The process of asbestos-induced cell proliferation is causally related to expression of fos/jun protooncogenes whose protein products comprise the activator protein-1 (AP-1) transcription factor (Heintz et al., 1993). For example, overexpression of c-jun in tracheal epithelial cells results in increases in cell proliferation and transformation (Timblin et al., 1995). Moreover, suppression of the fos family member, fra-1, using a dominant negative construct reverses the transformed phenotype of rat mesothelioma cells (Ramos-Ninos et al., 2002). Initial in vitro studies using epithelial and mesothelial cells showed that both crocidolite and chrysotile asbestos, in comparison to a number of inert particles and nonasbestos fibers, caused increases in mRNA levels of c-fos and c-jun as well as increased AP-1 to DNA binding (Heintz et al., 1993; Janssen et al., 1994). The patterns of protooncogene expression with different fiber types were dissimilar—crocidolite induced a dramatic response at lower concentrations of asbestos fibers whereas chrysotile has a NOAEL followed by a plateau of response at higher concentrations (Heintz et al., 1993). Erionite, a fiber extremely potent in the causation of mesothelioma in man and rodents, caused more striking elevations in protooncogene expression in RPM cells than either type of asbestos (Janssen et al., 1994; Timblin et al., 1998). Follow-up studies with a C10 alveolar type II epithelial cell line are presented in Figure 3, where we used a ribonuclease protection assay to study the dose responses of all members to the fos/jun family in response to crocidolite asbestos after 24 hr. These data indicate that the dose-response patterns of individual AP-1 family members are different and nonlinear.

Dose responses in gene expression (mRNA levels) of various AP-1 family member (fos/jun) genes after exposure of a murine lung epithelial cell line (C10) to crocidolite asbestos. As documented previously (Heintz et al., 1993), crocidolite asbestos causes increased mRNA levels of c-fos and c-jun in RPM cells at lower concentrations than chrysotile asbestos (*p ≤ .05).

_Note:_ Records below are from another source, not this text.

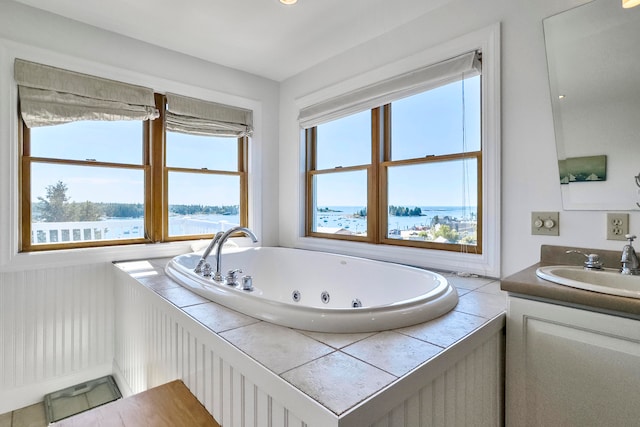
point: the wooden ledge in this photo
(168, 405)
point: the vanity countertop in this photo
(526, 283)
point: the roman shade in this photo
(50, 96)
(197, 117)
(386, 91)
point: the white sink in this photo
(607, 281)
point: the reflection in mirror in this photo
(593, 56)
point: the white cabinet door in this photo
(570, 367)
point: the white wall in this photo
(56, 310)
(529, 168)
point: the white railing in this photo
(114, 229)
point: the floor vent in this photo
(79, 398)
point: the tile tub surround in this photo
(526, 282)
(339, 371)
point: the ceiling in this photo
(262, 37)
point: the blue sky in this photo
(425, 124)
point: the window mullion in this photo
(156, 221)
(375, 196)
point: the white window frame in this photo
(487, 40)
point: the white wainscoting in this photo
(156, 343)
(56, 330)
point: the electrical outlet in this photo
(617, 226)
(545, 223)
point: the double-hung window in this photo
(400, 163)
(107, 163)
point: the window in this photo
(405, 171)
(95, 177)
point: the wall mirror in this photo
(593, 58)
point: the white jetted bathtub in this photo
(319, 291)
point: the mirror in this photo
(593, 57)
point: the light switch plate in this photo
(545, 223)
(617, 226)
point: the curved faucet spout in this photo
(207, 251)
(218, 276)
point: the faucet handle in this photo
(232, 277)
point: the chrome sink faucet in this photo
(591, 263)
(218, 276)
(629, 260)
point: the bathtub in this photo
(321, 292)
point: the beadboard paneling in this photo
(56, 330)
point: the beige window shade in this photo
(384, 92)
(197, 117)
(51, 96)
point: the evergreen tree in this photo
(54, 204)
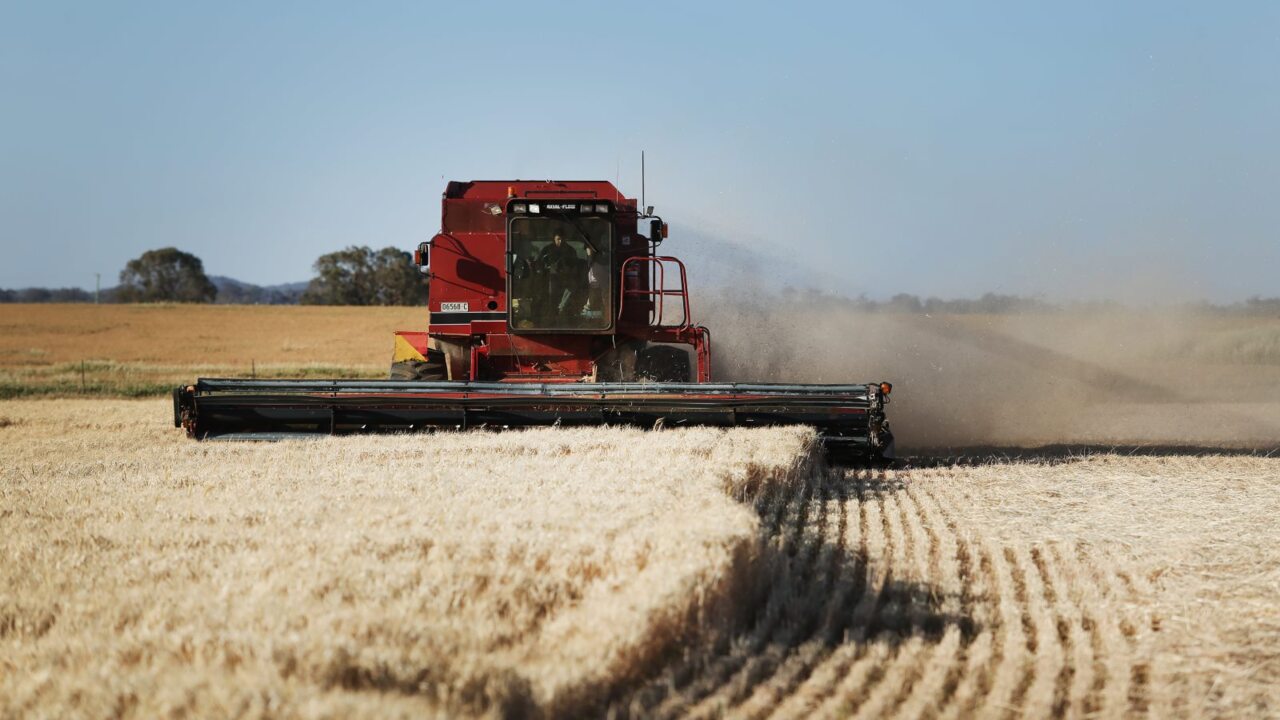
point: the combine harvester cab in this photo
(549, 305)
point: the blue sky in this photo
(1084, 150)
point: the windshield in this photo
(561, 273)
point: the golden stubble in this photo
(449, 573)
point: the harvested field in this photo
(528, 573)
(1101, 587)
(456, 573)
(140, 350)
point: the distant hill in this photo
(232, 291)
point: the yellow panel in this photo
(405, 351)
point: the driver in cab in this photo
(558, 260)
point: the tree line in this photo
(355, 276)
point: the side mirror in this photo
(423, 256)
(657, 232)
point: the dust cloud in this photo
(1119, 377)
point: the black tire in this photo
(663, 364)
(430, 370)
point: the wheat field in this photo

To determine whether c-jun and odc, a gene encoding the rate-limiting enzyme in polyamine synthesis which is critical in cell proliferation, were increased in lungs of rats after inhalation of either type of asbestos, we performed Northern blot analyses on whole-lung homogenates of rats exposed to asbestos at two concentrations as described earlier (Table 1). These results showed that both markers of proliferation were increased only at high concentrations of crocidolite asbestos. It is unclear whether increased activation of protooncogenes and/or AP-1 occurs directly in cells after stimulation of cell signaling pathways through fiber interactions with growth factor receptors (Zanella et al., 1996, 1999). Alternatively, growth factor gene expression might be elevated through an AP-1-dependent mechanism and stimulate cells through an autocrine-like mechanism.
CONCLUSIONS
Epidemiologic studies have been valuable in suggesting differences in asbestos types in terms of health risks, especially in the causation of malignant mesothelioma. These results, coupled with the results of lung content studies and rodent inhalation experiments, suggest that chrysotile fibers may be less bioreactive because of their increased degradation in lung and dissolution over time. However, the results of short-term inhalation experiments in rodents and in vitro mechanistic studies also indicate that on a fiber-to-fiber basis, chrysotile is less apt to cause cell proliferation and increased expression of fos/jun protooncogenes in comparison with crocidolite asbestos. These intrinsic differences between fiber types are intriguing and are the subject of future investigation.